In the United States, the 70-year rule applies and touches that of 1952, but any work created in 1927 is considered free. There are exceptions, such as the rights to “Peter Pan” in the United Kingdom, permanently reserved for the Great Hospital Ormond or London, or the ‘Dagboek van Anne Frank’ which enjoys particular attention in the Netherlands and France, as Anne’s father, Otto Frank, who died in 1980, is considered a co-author, who will extend the protection until 2051.

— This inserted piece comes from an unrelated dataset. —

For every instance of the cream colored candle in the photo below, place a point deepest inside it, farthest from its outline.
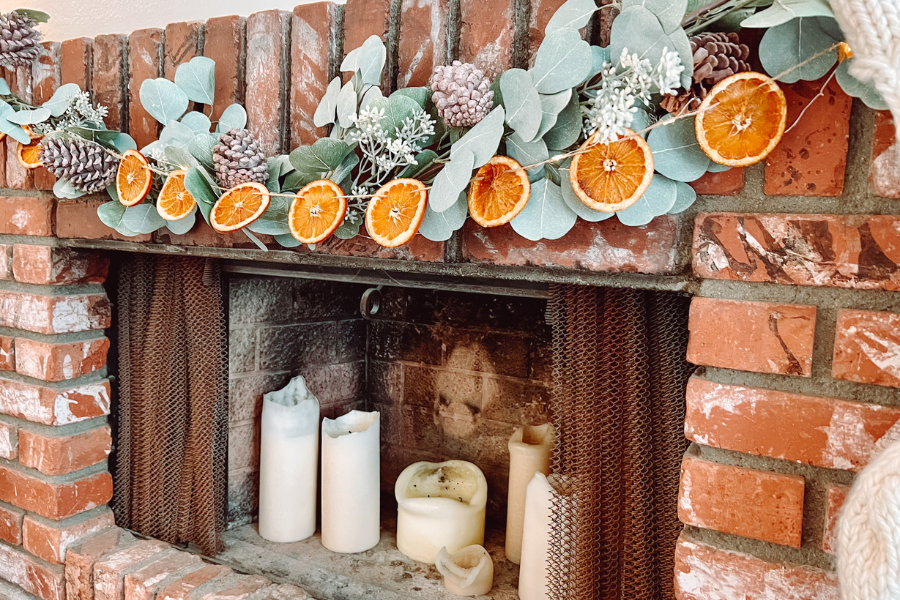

The BNE list lists 177 writers, journalists and artists. Notable among them is the poet and playwright Miguel Hernández (Orihuela, 1910 – Alicante, 1942), author of ‘El rayo que no cesa’ and between the generations of ’27 and ’36. Self-taught and passionate reader, he published ‘Perito in manen’ at the age of twenty. His famous ‘Nanas de la cebolla’, written on scraps of toilet paper in prison and dedicated to his second son by the poet, concludes the ‘Cancionero y romancero de ausencias’, his last and torn collection of poems, published in Argentina after the Hernández’s tragic death in a Franco prison on March 28, 1942.

Also released are the works of Stefan Zweig (1881-1942) -not the most recent translations-, the prolific, versatile and acclaimed Austrian writer who acquired British nationality and who, after fleeing Nazi terror, took his own life made in the Brazilian city of Petrópolis. Zweig was the most translated writer in the world in the 1930s and today he is a ‘long seller’. Author of essays, biographies and novels such as “The World Yesterday”, “Letter to a Stranger”, “Twenty-Four Hours in the Life of a Woman”, “Castellio v. Calvino”, “Fouché, the Dark Genius”, “Chess Novel” and ‘Stellar Moments of Humanity’. Alianza will re-release the last two and Páginas de Espuma’s ‘Complete Stories’.